Non serve una laurea in Pedagogia per sapere quanto momenti come quelli siano fondamentali nella costruzione del rapporto genitore-figlio, e quanto – dice il presidente dell’Associazione Di. Te. Lavenia – «la relazione madre-figlio, già nei primi momenti dell’allattamento, abbia un valore fondamentale nello sviluppo psico-emotivo del bambino». Pianti e urla dei bambini vengono sempre più spesso affrontati con lo smartphone (lo dice il 41 per cento dei genitori). «Serve un rapporto con la vita reale», diceva Lavenia a Tempi ad agosto, «Se a un bambino che piange metto sempre lo schermo davanti gli faccio un torto perché non gli insegno a gestire la frustrazione, ma ad avere una soluzione esterna tramite un device».

Quel “aspetta un attimo” dei genitori con lo smartphone

Le percentuali crescono drammaticamente con l’aumento dell’età, dice la ricerca: tra i bambini di età compresa tra 4-9 anni, il 91 per cento dei genitori utilizza dispositivi per intrattenere i figli durante il giorno, il 46 per cento dei quali durante i pasti e il 39 prima dell’ora di dormire. «Il 97 per cento dei ragazzi tra i 9 e i 14 anni ammette di utilizzare i device durante la giornata, di questi, oltre il 70 per cento prima di addormentarsi e un preoccupante 57 per cento preferisce rimanere connessa online piuttosto che uscire all’aria aperta».

Il problema è in realtà duplice: non sono soltanto i ragazzi a diventare dipendenti di smartphone e social network, con gravi rischi per il loro sviluppo psico-fisico, ma anche gli adulti. Con una ricaduta spesso sottovalutata: «il 57 per cento dei bambini e il 69 per cento degli adolescenti riportano di sentirsi spesso messi in secondo piano dai genitori che sono impegnati con il proprio smartphone, ricevendo come risposta un “aspetta un attimo” quando esprimono una necessità o chiedono supporto», dice a Tempi Lavenia.

Meglio lo smartphone del parco

E ancora, «una percentuale significativa di bambini, pari al 41 per cento, manifesta reazioni emotive intense, come crisi di pianto, quando gli viene sottratto l’uso dello smartphone», e «il 19 per cento dei bambini esprime una preferenza per trascorrere il proprio tempo in casa, interagendo con dispositivi elettronici, piuttosto che godersi attività all’aperto come una semplice giornata al parco. Questa tendenza sembra accentuarsi durante l’adolescenza, con una percentuale che cresce al 38 per cento».

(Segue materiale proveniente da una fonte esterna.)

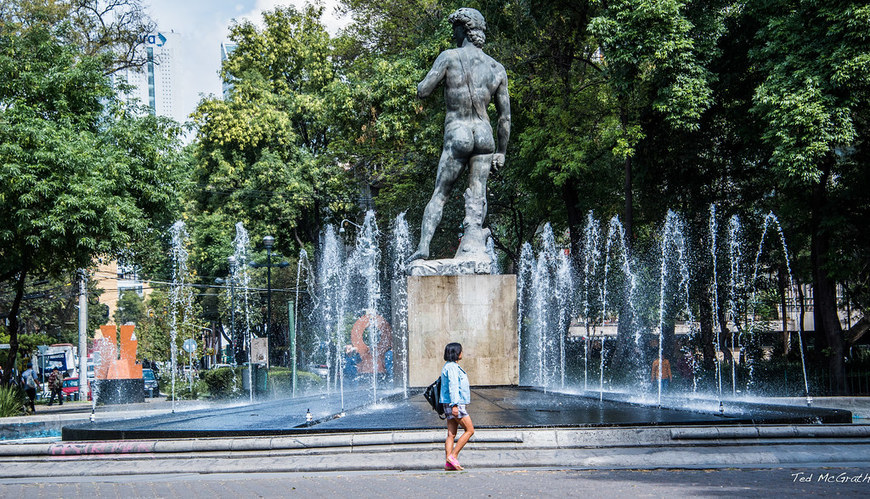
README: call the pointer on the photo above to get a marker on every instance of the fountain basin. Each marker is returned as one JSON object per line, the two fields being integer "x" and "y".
{"x": 491, "y": 407}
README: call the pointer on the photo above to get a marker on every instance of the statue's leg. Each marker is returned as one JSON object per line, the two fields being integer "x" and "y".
{"x": 448, "y": 169}
{"x": 474, "y": 236}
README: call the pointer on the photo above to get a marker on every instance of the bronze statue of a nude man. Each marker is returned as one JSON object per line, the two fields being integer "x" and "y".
{"x": 471, "y": 79}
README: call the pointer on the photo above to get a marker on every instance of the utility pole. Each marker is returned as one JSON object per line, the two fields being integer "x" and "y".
{"x": 268, "y": 242}
{"x": 83, "y": 335}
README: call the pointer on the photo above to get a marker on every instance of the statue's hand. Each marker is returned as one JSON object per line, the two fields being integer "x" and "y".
{"x": 497, "y": 161}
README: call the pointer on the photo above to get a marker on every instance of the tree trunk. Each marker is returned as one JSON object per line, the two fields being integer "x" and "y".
{"x": 575, "y": 218}
{"x": 824, "y": 290}
{"x": 13, "y": 327}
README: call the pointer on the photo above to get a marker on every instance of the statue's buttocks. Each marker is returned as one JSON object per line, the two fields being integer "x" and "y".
{"x": 471, "y": 81}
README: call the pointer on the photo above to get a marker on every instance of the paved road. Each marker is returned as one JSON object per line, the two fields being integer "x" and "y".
{"x": 470, "y": 483}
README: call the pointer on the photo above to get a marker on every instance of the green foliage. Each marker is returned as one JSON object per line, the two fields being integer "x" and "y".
{"x": 223, "y": 382}
{"x": 131, "y": 308}
{"x": 260, "y": 153}
{"x": 81, "y": 175}
{"x": 11, "y": 401}
{"x": 814, "y": 94}
{"x": 281, "y": 382}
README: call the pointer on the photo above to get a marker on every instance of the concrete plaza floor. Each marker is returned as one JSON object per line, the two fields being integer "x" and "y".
{"x": 518, "y": 482}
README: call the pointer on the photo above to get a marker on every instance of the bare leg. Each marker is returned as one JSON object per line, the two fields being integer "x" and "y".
{"x": 452, "y": 427}
{"x": 474, "y": 239}
{"x": 468, "y": 426}
{"x": 448, "y": 169}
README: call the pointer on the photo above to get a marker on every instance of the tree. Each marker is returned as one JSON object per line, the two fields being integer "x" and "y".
{"x": 813, "y": 103}
{"x": 261, "y": 154}
{"x": 80, "y": 174}
{"x": 656, "y": 56}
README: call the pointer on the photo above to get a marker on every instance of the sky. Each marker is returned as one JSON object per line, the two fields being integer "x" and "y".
{"x": 202, "y": 25}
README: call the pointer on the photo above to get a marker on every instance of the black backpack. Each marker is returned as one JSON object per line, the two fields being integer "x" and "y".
{"x": 432, "y": 395}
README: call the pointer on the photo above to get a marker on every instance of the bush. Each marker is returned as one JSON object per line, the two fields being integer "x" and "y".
{"x": 223, "y": 382}
{"x": 281, "y": 381}
{"x": 11, "y": 401}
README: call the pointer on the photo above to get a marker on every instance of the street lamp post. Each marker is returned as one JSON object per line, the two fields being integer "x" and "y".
{"x": 268, "y": 242}
{"x": 231, "y": 279}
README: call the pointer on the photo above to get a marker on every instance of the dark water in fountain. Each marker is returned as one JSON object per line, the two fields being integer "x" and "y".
{"x": 491, "y": 407}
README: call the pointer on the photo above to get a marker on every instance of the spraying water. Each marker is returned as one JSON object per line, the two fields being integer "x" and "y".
{"x": 241, "y": 245}
{"x": 180, "y": 297}
{"x": 713, "y": 255}
{"x": 401, "y": 250}
{"x": 768, "y": 220}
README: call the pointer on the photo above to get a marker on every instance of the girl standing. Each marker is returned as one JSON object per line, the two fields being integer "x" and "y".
{"x": 455, "y": 394}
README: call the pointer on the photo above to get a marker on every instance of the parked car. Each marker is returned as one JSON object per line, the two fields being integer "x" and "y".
{"x": 71, "y": 388}
{"x": 150, "y": 382}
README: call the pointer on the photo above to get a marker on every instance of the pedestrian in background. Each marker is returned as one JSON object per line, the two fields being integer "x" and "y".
{"x": 455, "y": 394}
{"x": 55, "y": 384}
{"x": 665, "y": 372}
{"x": 30, "y": 384}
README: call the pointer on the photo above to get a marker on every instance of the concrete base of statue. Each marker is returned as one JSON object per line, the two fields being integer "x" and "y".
{"x": 478, "y": 311}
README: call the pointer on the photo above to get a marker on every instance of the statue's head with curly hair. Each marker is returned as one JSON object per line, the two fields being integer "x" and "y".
{"x": 472, "y": 22}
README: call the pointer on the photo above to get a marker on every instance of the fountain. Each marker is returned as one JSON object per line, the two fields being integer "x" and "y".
{"x": 348, "y": 291}
{"x": 180, "y": 295}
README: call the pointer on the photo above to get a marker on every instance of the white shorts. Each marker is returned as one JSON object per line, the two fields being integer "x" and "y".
{"x": 448, "y": 411}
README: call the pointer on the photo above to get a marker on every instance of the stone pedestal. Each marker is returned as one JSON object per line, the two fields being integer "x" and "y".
{"x": 478, "y": 311}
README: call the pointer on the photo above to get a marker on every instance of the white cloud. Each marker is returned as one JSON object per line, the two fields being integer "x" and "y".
{"x": 203, "y": 25}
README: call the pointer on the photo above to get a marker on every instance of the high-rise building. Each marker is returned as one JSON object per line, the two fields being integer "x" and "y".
{"x": 153, "y": 85}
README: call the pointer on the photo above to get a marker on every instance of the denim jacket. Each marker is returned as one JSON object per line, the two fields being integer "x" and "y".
{"x": 454, "y": 385}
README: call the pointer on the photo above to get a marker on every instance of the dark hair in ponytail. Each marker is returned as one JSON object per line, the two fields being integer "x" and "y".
{"x": 452, "y": 351}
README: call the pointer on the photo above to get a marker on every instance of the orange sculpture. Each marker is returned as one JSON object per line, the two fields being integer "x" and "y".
{"x": 112, "y": 367}
{"x": 385, "y": 342}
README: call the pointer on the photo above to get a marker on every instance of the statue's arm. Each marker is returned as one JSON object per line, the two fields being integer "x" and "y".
{"x": 434, "y": 77}
{"x": 503, "y": 106}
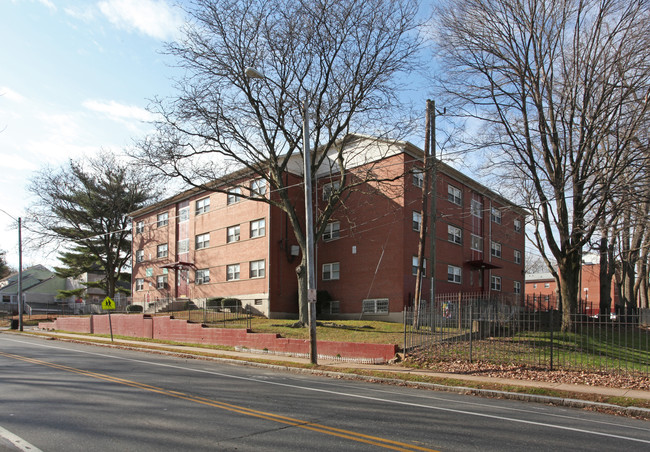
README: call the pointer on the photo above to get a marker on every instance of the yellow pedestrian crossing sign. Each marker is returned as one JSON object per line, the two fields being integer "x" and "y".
{"x": 108, "y": 304}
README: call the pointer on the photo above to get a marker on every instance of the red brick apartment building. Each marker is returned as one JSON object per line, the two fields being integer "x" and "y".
{"x": 199, "y": 244}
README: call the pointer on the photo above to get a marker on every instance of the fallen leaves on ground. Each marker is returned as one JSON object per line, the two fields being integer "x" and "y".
{"x": 620, "y": 380}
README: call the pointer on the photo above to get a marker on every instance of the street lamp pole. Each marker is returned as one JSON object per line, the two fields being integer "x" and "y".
{"x": 20, "y": 269}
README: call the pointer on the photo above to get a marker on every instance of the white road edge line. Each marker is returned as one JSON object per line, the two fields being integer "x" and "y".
{"x": 17, "y": 441}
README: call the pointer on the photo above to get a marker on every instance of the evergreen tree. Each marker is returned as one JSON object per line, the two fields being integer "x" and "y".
{"x": 84, "y": 205}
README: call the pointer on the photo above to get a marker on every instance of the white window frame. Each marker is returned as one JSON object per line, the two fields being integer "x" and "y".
{"x": 332, "y": 231}
{"x": 495, "y": 283}
{"x": 418, "y": 177}
{"x": 417, "y": 220}
{"x": 183, "y": 246}
{"x": 476, "y": 208}
{"x": 203, "y": 206}
{"x": 454, "y": 195}
{"x": 415, "y": 263}
{"x": 162, "y": 250}
{"x": 495, "y": 215}
{"x": 329, "y": 188}
{"x": 233, "y": 234}
{"x": 477, "y": 243}
{"x": 161, "y": 281}
{"x": 258, "y": 228}
{"x": 375, "y": 306}
{"x": 454, "y": 274}
{"x": 202, "y": 276}
{"x": 202, "y": 241}
{"x": 233, "y": 272}
{"x": 162, "y": 219}
{"x": 454, "y": 234}
{"x": 257, "y": 269}
{"x": 495, "y": 249}
{"x": 331, "y": 271}
{"x": 234, "y": 196}
{"x": 184, "y": 214}
{"x": 258, "y": 188}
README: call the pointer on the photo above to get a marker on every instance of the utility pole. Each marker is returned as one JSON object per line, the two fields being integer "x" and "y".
{"x": 423, "y": 226}
{"x": 309, "y": 229}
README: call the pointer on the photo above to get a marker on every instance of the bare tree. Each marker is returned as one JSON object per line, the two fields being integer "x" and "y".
{"x": 341, "y": 57}
{"x": 83, "y": 208}
{"x": 556, "y": 84}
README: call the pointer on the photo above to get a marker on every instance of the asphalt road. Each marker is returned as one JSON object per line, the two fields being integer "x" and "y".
{"x": 58, "y": 396}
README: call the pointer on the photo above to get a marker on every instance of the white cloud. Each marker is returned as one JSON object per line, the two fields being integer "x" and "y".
{"x": 9, "y": 94}
{"x": 154, "y": 18}
{"x": 118, "y": 111}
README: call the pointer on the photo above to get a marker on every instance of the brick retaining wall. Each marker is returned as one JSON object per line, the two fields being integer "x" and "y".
{"x": 168, "y": 328}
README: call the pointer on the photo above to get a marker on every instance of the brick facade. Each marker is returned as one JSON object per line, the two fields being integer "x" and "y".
{"x": 365, "y": 260}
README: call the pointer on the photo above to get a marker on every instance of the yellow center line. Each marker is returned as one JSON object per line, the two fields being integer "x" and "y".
{"x": 320, "y": 428}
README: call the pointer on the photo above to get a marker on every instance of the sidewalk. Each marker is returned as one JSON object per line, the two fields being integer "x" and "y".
{"x": 334, "y": 367}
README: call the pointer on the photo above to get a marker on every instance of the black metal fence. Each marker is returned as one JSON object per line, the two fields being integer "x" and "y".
{"x": 477, "y": 328}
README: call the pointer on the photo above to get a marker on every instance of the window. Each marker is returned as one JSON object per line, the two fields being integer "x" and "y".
{"x": 477, "y": 243}
{"x": 496, "y": 249}
{"x": 415, "y": 264}
{"x": 234, "y": 195}
{"x": 334, "y": 307}
{"x": 232, "y": 272}
{"x": 202, "y": 206}
{"x": 162, "y": 219}
{"x": 375, "y": 306}
{"x": 183, "y": 246}
{"x": 162, "y": 250}
{"x": 257, "y": 269}
{"x": 233, "y": 234}
{"x": 495, "y": 215}
{"x": 258, "y": 228}
{"x": 332, "y": 231}
{"x": 330, "y": 189}
{"x": 418, "y": 177}
{"x": 417, "y": 221}
{"x": 476, "y": 208}
{"x": 183, "y": 214}
{"x": 202, "y": 241}
{"x": 161, "y": 282}
{"x": 454, "y": 274}
{"x": 454, "y": 234}
{"x": 330, "y": 271}
{"x": 454, "y": 195}
{"x": 258, "y": 188}
{"x": 202, "y": 276}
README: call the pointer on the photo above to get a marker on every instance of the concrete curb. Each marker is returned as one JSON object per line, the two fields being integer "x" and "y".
{"x": 525, "y": 397}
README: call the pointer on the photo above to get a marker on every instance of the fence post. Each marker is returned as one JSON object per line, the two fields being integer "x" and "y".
{"x": 471, "y": 332}
{"x": 551, "y": 321}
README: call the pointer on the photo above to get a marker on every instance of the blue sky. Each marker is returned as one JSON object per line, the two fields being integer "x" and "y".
{"x": 75, "y": 77}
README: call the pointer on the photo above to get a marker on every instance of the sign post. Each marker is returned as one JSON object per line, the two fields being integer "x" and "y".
{"x": 109, "y": 305}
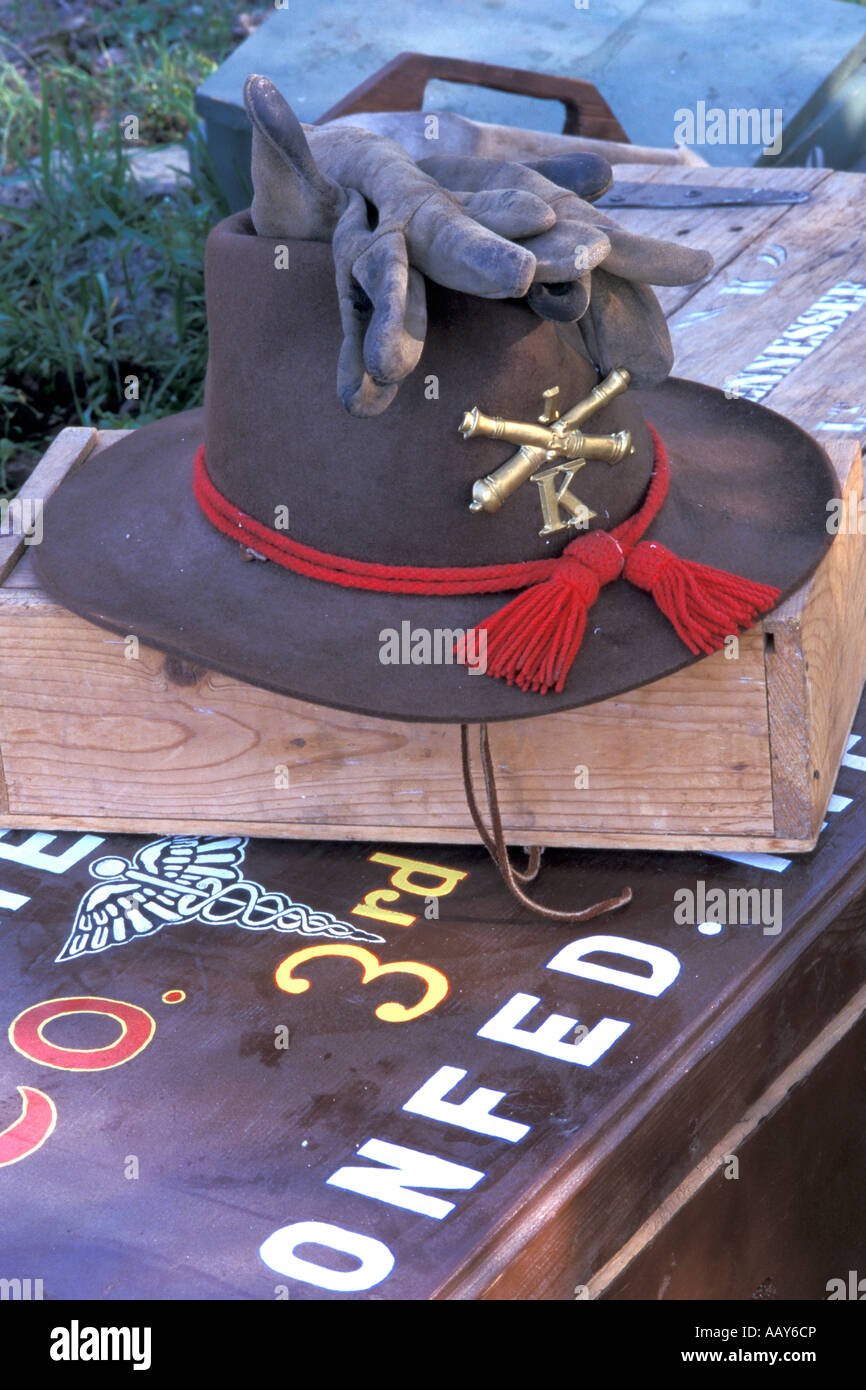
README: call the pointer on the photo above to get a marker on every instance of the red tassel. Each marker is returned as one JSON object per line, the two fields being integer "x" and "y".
{"x": 704, "y": 605}
{"x": 533, "y": 641}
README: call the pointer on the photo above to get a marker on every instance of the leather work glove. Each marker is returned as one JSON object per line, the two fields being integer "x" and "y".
{"x": 391, "y": 224}
{"x": 591, "y": 275}
{"x": 484, "y": 227}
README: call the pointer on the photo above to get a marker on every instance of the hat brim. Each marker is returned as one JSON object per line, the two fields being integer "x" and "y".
{"x": 127, "y": 546}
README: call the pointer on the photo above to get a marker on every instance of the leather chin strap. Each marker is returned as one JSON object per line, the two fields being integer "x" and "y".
{"x": 494, "y": 840}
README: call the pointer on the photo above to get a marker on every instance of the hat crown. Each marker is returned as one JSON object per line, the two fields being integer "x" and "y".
{"x": 394, "y": 488}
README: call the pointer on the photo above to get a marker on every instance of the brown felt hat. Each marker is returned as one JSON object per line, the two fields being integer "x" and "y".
{"x": 127, "y": 545}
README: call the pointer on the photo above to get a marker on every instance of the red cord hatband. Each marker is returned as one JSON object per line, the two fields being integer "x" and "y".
{"x": 407, "y": 578}
{"x": 534, "y": 638}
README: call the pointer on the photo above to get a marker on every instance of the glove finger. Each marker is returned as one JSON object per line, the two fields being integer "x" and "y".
{"x": 563, "y": 302}
{"x": 394, "y": 341}
{"x": 567, "y": 250}
{"x": 624, "y": 327}
{"x": 473, "y": 174}
{"x": 359, "y": 392}
{"x": 455, "y": 250}
{"x": 291, "y": 196}
{"x": 588, "y": 175}
{"x": 654, "y": 262}
{"x": 508, "y": 211}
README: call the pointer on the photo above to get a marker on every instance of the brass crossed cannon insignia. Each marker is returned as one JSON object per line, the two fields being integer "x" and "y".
{"x": 552, "y": 441}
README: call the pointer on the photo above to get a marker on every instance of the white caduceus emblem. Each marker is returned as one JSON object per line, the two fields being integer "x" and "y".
{"x": 186, "y": 879}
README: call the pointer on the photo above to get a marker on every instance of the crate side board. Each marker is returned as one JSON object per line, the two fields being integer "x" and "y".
{"x": 816, "y": 665}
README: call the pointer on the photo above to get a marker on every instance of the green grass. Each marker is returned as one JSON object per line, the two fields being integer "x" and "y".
{"x": 97, "y": 284}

In un recente rapporto l’Unesco ha suggerito di vietare gli smartphone nelle scuole per migliorare l’apprendimento degli studenti e aiutare a proteggere i bambini dal cyberbullismo. Secondo l’agenzia delle Nazioni Unite per l’istruzione, la scienza e la cultura, ci sono prove che l’uso eccessivo del cellulare sia collegato a un rendimento scolastico ridotto e che molto tempo passato davanti allo schermo abbia un effetto negativo sulla stabilità emotiva dei bambini.

Ripensare il rapporto con la tecnologia

Le conseguenze sono sotto gli occhi di molti, e raccontate da ricerche e studi clinici: ansia, depressione, paragone continuo con modelli irraggiungibili e proposti all’infinito dall’algoritmo incidono sulla salute mentale dei ragazzi. «È il momento di riflettere sul nostro rapporto con la tecnologia e considerare seriamente le sue implicazioni per la prossima generazione. La priorità dovrebbe essere instaurare connessioni umane profonde, dando ai nostri figli l’attenzione che meritano», dice Lavenia.

La chiave di volta sono i genitori e gli educatori, scrivevamo nella nostra inchiesta. Genitori che conoscano i rischi dell’abuso di smartphone e social network, per sé e per i propri figli; insegnanti preparati che insegnino ai ragazzi fin dalle elementari come rapportarsi con questi strumenti; educatori che sappiano proporre qualcosa di più affascinante dello schermo senza essere anacronisticamente luddisti. «Il male non è dentro al cellulare, è la nostra assenza il male. I ragazzi hanno bisogno di noi», diceva ancora Lavenia.